Know your sensORs -- A Modality Study For Surgical Action Classification
Lennart Bastian, Tobias Czempiel, Christian Heiliger, Konrad, Karcz, Ulrich Eck, Benjamin Busam, Nassir Navab

TL;DR
This paper investigates how different sensor modalities affect surgical action recognition in operating rooms, demonstrating that modality choice impacts performance and proposing fusion methods to enhance classification accuracy.
Contribution
It provides a systematic analysis of sensor modalities for surgical action recognition and introduces fusion approaches that improve classification performance.
Findings
Sensor modality choice influences recognition accuracy.
Fusion methods improve classification performance.

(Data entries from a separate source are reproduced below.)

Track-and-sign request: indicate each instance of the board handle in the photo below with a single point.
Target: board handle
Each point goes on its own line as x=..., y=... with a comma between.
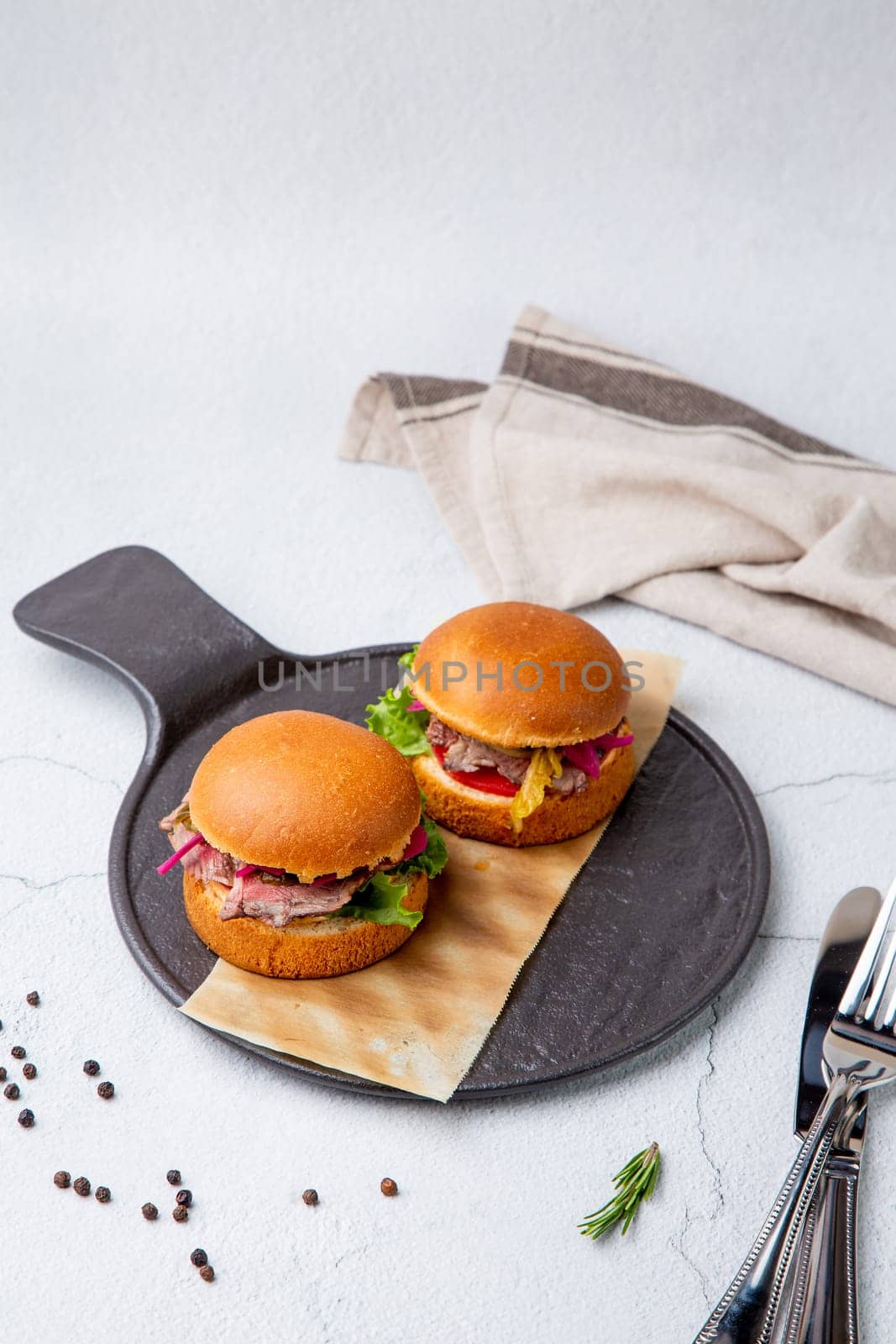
x=134, y=613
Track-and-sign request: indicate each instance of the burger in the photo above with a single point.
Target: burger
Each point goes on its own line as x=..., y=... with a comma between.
x=302, y=847
x=513, y=717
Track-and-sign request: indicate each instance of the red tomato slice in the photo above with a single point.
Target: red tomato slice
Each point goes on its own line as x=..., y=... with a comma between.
x=484, y=780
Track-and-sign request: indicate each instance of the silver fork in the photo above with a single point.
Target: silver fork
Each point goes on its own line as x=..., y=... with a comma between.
x=860, y=1052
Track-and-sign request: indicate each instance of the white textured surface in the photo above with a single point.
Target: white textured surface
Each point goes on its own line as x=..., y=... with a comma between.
x=217, y=219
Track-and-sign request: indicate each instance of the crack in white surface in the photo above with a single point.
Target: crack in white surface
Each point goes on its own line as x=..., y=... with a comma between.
x=719, y=1200
x=36, y=887
x=789, y=937
x=882, y=776
x=62, y=765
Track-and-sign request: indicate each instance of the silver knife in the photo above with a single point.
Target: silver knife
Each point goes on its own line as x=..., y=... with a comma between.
x=821, y=1307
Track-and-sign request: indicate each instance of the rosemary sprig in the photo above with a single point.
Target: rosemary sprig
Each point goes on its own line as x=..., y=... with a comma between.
x=634, y=1183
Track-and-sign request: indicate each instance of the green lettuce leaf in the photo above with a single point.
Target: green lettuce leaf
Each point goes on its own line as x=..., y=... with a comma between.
x=390, y=718
x=380, y=902
x=432, y=858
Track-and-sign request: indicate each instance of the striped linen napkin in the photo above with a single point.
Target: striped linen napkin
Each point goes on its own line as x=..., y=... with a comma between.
x=584, y=470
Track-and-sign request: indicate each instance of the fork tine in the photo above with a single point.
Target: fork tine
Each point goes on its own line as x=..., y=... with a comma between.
x=889, y=1011
x=882, y=979
x=868, y=960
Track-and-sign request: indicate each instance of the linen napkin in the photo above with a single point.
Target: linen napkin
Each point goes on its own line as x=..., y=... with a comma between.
x=584, y=470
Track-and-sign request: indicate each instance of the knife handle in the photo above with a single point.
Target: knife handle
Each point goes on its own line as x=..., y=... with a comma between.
x=824, y=1308
x=752, y=1308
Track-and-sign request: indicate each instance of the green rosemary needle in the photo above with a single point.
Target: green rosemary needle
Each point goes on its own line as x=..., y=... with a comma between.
x=636, y=1182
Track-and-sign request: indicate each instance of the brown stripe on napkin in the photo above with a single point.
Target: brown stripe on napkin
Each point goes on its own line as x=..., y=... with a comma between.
x=668, y=400
x=586, y=470
x=425, y=391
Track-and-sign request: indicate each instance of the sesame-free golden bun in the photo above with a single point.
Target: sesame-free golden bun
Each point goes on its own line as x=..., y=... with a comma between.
x=486, y=816
x=308, y=948
x=305, y=792
x=562, y=709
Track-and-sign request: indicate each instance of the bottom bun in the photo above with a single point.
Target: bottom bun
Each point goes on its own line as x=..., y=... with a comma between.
x=486, y=816
x=308, y=948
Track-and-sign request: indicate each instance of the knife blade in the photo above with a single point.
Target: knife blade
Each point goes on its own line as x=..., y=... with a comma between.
x=822, y=1290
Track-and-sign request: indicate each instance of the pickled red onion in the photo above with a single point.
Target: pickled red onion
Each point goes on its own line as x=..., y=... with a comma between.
x=417, y=844
x=191, y=844
x=609, y=743
x=584, y=756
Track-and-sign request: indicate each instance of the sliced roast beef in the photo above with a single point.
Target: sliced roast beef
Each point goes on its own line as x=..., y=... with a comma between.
x=468, y=754
x=278, y=902
x=439, y=734
x=571, y=781
x=464, y=754
x=203, y=860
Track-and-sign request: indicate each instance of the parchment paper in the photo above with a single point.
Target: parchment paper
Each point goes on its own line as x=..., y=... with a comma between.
x=418, y=1019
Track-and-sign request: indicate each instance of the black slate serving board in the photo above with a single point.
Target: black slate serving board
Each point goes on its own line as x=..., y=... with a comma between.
x=656, y=924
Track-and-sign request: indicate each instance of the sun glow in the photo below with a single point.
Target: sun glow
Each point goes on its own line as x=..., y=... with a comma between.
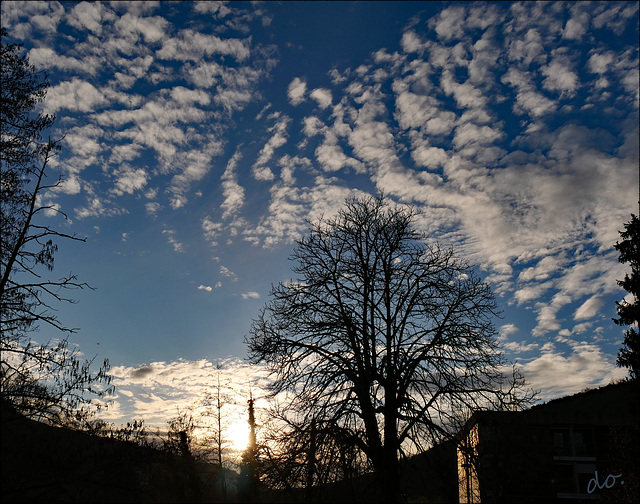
x=238, y=435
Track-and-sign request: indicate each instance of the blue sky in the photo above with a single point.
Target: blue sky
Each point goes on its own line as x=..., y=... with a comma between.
x=199, y=137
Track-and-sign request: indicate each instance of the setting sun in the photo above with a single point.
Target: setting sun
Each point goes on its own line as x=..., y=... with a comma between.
x=238, y=434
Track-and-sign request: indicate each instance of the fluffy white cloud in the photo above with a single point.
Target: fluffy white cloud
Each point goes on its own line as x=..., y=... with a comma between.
x=589, y=308
x=296, y=91
x=322, y=96
x=556, y=374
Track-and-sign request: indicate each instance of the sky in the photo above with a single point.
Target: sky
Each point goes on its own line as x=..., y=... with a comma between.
x=200, y=138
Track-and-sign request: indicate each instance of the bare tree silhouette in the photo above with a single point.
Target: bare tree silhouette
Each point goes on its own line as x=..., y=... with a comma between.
x=383, y=335
x=44, y=381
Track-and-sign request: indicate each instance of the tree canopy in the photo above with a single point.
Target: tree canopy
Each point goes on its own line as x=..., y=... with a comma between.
x=629, y=312
x=46, y=381
x=384, y=336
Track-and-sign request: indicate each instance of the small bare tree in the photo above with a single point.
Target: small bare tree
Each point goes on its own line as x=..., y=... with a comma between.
x=382, y=335
x=44, y=381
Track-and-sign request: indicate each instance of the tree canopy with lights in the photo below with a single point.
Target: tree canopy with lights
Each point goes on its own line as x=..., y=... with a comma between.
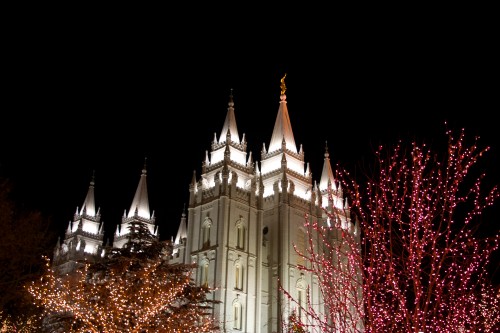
x=423, y=259
x=134, y=289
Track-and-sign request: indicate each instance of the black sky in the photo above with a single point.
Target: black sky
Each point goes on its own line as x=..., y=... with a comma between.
x=103, y=97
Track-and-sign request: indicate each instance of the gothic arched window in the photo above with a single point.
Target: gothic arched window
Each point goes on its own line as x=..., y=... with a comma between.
x=301, y=299
x=206, y=233
x=204, y=273
x=238, y=275
x=237, y=315
x=240, y=236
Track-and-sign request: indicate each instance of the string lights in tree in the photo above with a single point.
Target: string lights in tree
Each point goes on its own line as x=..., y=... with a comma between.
x=423, y=263
x=133, y=290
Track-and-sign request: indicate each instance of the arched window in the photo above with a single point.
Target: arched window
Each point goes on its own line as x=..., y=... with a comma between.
x=301, y=299
x=206, y=233
x=237, y=315
x=238, y=276
x=300, y=244
x=240, y=234
x=204, y=273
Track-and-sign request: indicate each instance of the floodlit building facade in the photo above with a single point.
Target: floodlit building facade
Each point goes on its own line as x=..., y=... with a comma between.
x=240, y=227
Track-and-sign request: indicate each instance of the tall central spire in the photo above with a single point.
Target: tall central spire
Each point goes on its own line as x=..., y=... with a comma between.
x=230, y=123
x=282, y=127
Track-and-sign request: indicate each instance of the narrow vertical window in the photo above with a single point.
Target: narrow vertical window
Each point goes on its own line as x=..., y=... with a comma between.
x=237, y=274
x=237, y=316
x=206, y=235
x=240, y=236
x=204, y=274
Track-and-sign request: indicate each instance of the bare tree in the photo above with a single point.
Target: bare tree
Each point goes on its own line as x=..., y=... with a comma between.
x=423, y=263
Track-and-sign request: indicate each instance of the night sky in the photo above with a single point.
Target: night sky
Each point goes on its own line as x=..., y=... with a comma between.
x=80, y=100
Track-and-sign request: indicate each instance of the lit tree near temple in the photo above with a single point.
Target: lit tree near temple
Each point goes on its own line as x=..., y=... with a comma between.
x=424, y=262
x=133, y=290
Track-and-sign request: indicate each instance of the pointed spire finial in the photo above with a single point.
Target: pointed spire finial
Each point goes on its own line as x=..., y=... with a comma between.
x=231, y=102
x=144, y=168
x=283, y=86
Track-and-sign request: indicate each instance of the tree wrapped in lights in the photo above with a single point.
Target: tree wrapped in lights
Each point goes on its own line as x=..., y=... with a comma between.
x=134, y=289
x=424, y=258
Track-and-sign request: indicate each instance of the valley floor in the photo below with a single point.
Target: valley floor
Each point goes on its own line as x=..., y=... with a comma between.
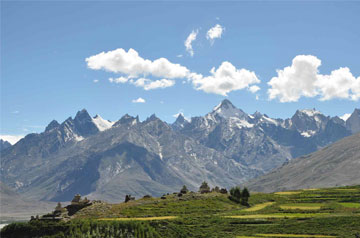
x=333, y=212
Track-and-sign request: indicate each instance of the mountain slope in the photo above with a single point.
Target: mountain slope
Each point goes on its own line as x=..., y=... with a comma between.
x=14, y=206
x=4, y=144
x=106, y=160
x=334, y=165
x=131, y=157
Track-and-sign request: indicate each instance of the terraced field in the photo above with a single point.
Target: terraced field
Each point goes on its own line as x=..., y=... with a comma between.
x=333, y=212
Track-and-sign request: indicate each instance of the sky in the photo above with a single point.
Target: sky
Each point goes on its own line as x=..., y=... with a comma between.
x=141, y=58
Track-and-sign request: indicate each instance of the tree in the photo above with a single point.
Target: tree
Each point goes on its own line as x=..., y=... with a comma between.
x=204, y=188
x=184, y=190
x=235, y=193
x=245, y=194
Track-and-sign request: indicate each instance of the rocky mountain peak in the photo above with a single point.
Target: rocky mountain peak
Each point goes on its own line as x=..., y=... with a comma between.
x=82, y=115
x=153, y=117
x=127, y=119
x=180, y=122
x=4, y=144
x=353, y=122
x=84, y=124
x=101, y=123
x=52, y=125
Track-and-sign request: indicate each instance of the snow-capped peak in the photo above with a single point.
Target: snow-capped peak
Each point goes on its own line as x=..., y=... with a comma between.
x=101, y=123
x=310, y=112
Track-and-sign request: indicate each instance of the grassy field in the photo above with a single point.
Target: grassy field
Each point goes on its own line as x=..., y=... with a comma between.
x=333, y=212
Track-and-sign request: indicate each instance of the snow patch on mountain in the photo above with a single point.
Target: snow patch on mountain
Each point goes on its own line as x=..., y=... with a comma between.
x=310, y=112
x=101, y=123
x=308, y=133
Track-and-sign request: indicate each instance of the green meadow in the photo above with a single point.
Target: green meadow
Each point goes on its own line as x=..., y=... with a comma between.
x=333, y=212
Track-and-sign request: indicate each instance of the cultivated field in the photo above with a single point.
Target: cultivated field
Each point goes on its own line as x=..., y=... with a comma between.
x=333, y=212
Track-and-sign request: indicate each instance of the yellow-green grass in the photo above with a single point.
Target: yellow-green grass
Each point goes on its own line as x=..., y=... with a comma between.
x=294, y=235
x=347, y=189
x=350, y=204
x=246, y=237
x=287, y=193
x=301, y=206
x=258, y=207
x=138, y=218
x=278, y=215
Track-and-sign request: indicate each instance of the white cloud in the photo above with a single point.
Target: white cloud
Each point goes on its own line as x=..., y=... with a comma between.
x=148, y=84
x=224, y=79
x=214, y=32
x=189, y=40
x=12, y=139
x=254, y=88
x=132, y=65
x=181, y=112
x=302, y=79
x=139, y=100
x=118, y=80
x=345, y=116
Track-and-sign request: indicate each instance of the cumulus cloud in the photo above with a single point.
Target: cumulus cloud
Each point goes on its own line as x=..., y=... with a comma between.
x=118, y=80
x=225, y=79
x=214, y=32
x=189, y=40
x=254, y=88
x=181, y=112
x=12, y=139
x=134, y=68
x=302, y=79
x=139, y=100
x=131, y=64
x=148, y=84
x=345, y=116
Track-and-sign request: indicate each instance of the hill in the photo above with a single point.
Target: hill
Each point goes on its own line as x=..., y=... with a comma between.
x=106, y=160
x=334, y=165
x=326, y=213
x=14, y=207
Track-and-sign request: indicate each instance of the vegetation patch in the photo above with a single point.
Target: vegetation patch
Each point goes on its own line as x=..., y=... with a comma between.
x=301, y=206
x=258, y=207
x=287, y=193
x=138, y=218
x=350, y=204
x=294, y=235
x=278, y=215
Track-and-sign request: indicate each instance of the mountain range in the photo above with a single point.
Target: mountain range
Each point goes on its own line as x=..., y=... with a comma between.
x=332, y=166
x=106, y=160
x=4, y=144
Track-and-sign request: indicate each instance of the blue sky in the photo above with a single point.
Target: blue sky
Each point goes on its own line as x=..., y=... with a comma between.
x=45, y=75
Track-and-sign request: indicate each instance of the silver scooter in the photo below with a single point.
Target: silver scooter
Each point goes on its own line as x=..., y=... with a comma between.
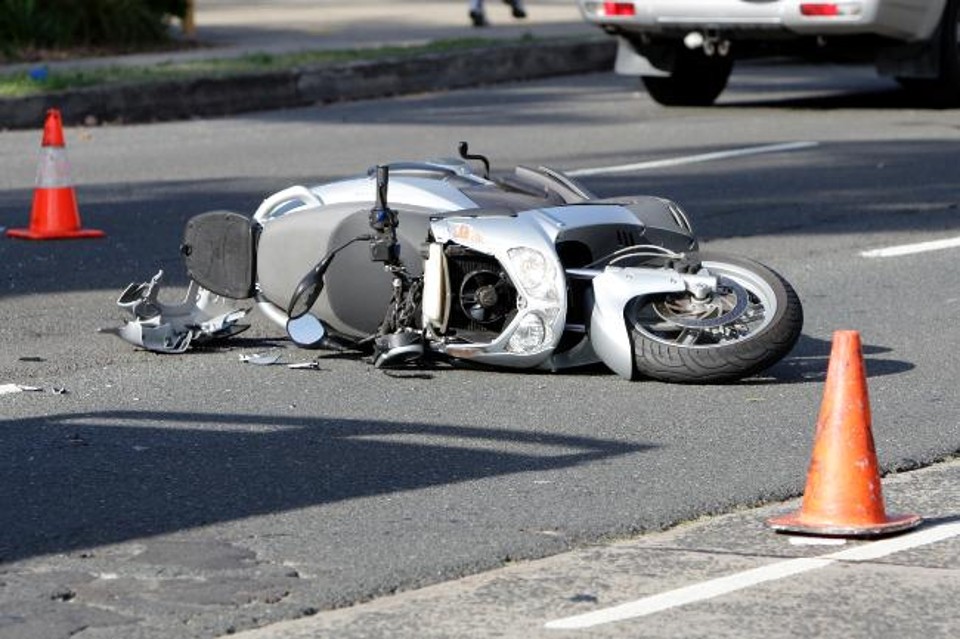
x=419, y=261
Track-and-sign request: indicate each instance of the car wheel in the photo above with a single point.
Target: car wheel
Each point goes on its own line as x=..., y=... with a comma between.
x=943, y=90
x=696, y=79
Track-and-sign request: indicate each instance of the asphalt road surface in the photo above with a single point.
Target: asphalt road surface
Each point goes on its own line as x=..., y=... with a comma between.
x=195, y=496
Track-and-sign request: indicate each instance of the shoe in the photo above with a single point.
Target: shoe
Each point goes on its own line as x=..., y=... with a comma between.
x=516, y=8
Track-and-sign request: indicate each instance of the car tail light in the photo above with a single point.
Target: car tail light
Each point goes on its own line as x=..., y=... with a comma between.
x=619, y=9
x=830, y=9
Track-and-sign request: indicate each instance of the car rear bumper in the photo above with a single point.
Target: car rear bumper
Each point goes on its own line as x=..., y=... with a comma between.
x=905, y=21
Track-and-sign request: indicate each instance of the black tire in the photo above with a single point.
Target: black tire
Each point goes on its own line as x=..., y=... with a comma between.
x=944, y=90
x=696, y=79
x=743, y=341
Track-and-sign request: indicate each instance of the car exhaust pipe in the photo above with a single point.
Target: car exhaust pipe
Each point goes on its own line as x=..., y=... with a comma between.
x=710, y=43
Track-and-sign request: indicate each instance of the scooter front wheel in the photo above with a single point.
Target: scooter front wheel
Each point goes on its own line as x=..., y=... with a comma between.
x=751, y=322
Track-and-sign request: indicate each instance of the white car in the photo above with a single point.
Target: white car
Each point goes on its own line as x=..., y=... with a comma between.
x=684, y=50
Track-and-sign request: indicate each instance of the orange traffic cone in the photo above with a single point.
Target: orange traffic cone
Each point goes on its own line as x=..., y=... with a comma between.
x=843, y=496
x=54, y=214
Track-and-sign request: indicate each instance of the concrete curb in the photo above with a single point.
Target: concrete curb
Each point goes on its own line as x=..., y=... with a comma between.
x=211, y=97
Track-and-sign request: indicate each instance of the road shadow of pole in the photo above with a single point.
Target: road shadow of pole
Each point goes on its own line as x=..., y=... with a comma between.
x=87, y=479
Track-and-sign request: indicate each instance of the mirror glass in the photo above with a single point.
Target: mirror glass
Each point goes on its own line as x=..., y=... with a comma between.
x=306, y=331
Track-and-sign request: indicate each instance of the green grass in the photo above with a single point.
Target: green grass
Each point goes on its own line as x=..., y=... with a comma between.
x=60, y=79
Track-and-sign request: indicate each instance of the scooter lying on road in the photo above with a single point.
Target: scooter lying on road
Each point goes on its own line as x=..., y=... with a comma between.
x=419, y=261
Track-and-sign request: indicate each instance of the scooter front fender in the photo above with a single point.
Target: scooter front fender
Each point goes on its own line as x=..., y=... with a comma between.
x=612, y=291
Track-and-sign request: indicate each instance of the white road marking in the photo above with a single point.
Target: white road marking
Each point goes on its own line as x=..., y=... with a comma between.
x=694, y=159
x=742, y=580
x=910, y=249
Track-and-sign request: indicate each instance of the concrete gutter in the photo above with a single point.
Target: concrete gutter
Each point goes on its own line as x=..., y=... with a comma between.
x=212, y=97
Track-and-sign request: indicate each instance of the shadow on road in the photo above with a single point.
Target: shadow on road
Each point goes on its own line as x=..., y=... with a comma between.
x=79, y=480
x=808, y=361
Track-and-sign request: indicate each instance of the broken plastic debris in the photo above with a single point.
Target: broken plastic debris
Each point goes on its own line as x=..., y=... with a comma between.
x=305, y=366
x=6, y=389
x=261, y=359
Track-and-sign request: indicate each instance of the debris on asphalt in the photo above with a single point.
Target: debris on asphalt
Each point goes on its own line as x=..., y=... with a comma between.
x=261, y=359
x=7, y=389
x=314, y=366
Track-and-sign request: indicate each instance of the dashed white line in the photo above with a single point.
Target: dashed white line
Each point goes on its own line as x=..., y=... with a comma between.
x=739, y=581
x=910, y=249
x=693, y=159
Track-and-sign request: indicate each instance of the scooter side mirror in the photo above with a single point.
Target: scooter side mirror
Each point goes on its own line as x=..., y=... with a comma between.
x=308, y=290
x=306, y=331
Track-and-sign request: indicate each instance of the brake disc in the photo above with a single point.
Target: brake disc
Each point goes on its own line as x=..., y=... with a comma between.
x=726, y=305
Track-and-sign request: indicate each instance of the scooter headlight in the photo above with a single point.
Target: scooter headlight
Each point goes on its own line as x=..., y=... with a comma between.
x=535, y=274
x=530, y=335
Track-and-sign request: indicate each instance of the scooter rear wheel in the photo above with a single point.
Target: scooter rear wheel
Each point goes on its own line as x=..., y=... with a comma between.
x=751, y=323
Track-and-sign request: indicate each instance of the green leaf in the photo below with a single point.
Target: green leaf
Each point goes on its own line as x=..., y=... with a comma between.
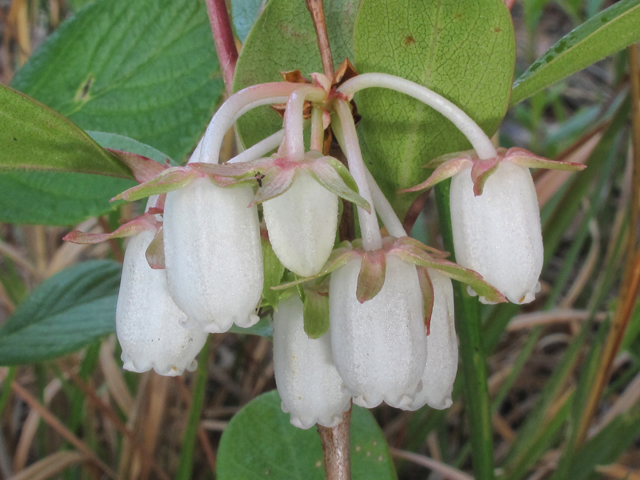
x=284, y=39
x=273, y=272
x=59, y=198
x=126, y=144
x=143, y=68
x=245, y=13
x=260, y=442
x=35, y=137
x=66, y=312
x=464, y=51
x=611, y=30
x=315, y=313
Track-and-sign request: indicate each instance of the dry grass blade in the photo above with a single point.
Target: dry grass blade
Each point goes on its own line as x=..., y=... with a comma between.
x=63, y=431
x=50, y=466
x=443, y=469
x=628, y=399
x=550, y=317
x=115, y=383
x=145, y=449
x=30, y=427
x=129, y=466
x=587, y=269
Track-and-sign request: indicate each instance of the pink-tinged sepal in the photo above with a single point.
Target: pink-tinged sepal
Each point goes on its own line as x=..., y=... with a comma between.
x=139, y=224
x=148, y=322
x=230, y=174
x=275, y=182
x=155, y=251
x=524, y=158
x=411, y=254
x=426, y=286
x=445, y=170
x=339, y=257
x=334, y=176
x=143, y=168
x=167, y=181
x=481, y=171
x=371, y=276
x=498, y=234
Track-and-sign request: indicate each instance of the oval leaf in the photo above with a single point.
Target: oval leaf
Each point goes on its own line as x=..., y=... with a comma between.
x=284, y=39
x=66, y=312
x=261, y=443
x=35, y=137
x=145, y=69
x=464, y=51
x=611, y=30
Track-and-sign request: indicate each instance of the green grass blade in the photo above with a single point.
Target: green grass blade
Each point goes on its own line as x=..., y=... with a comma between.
x=185, y=467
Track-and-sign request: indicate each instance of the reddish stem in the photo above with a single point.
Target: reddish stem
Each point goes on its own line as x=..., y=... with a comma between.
x=224, y=41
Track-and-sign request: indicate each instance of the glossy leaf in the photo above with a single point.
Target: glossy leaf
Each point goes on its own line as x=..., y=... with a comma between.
x=261, y=443
x=59, y=198
x=284, y=39
x=464, y=51
x=264, y=328
x=244, y=14
x=145, y=69
x=66, y=312
x=34, y=137
x=611, y=30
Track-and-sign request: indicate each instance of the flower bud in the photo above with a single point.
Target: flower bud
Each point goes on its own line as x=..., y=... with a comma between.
x=498, y=233
x=213, y=255
x=442, y=347
x=148, y=320
x=302, y=225
x=379, y=346
x=311, y=389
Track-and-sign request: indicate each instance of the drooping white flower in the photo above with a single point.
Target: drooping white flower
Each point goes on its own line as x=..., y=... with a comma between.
x=498, y=233
x=213, y=254
x=147, y=319
x=379, y=346
x=302, y=225
x=311, y=389
x=442, y=347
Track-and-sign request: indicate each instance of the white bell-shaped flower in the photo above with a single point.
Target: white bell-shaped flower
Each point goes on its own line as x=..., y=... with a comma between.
x=309, y=385
x=148, y=320
x=302, y=225
x=442, y=347
x=498, y=233
x=379, y=346
x=213, y=254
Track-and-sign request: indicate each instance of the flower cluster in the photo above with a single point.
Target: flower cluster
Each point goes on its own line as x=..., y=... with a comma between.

Analysis conducted on multi-view RGB-D videos of laparoscopic surgeries.
Abstract
The surgical operating room (OR) presents many opportunities for automation and optimization. Videos from various sources in the OR are becoming increasingly available. The medical community seeks to leverage this wealth of data to develop automated methods to advance interventional care, lower costs, and improve overall patient outcomes. Existing datasets from OR room cameras are thus far limited in size or modalities acquired, leaving it unclear which sensor modalities are best suited for tasks such as recognizing surgical action from videos. This study demonstrates that surgical action recognition performance can vary depending on the image modalities used. We perform a methodical analysis on several commonly available sensor modalities, presenting two fusion approaches that improve classification performance. The analyses are carried out on a set of multi-view RGB-D video recordings…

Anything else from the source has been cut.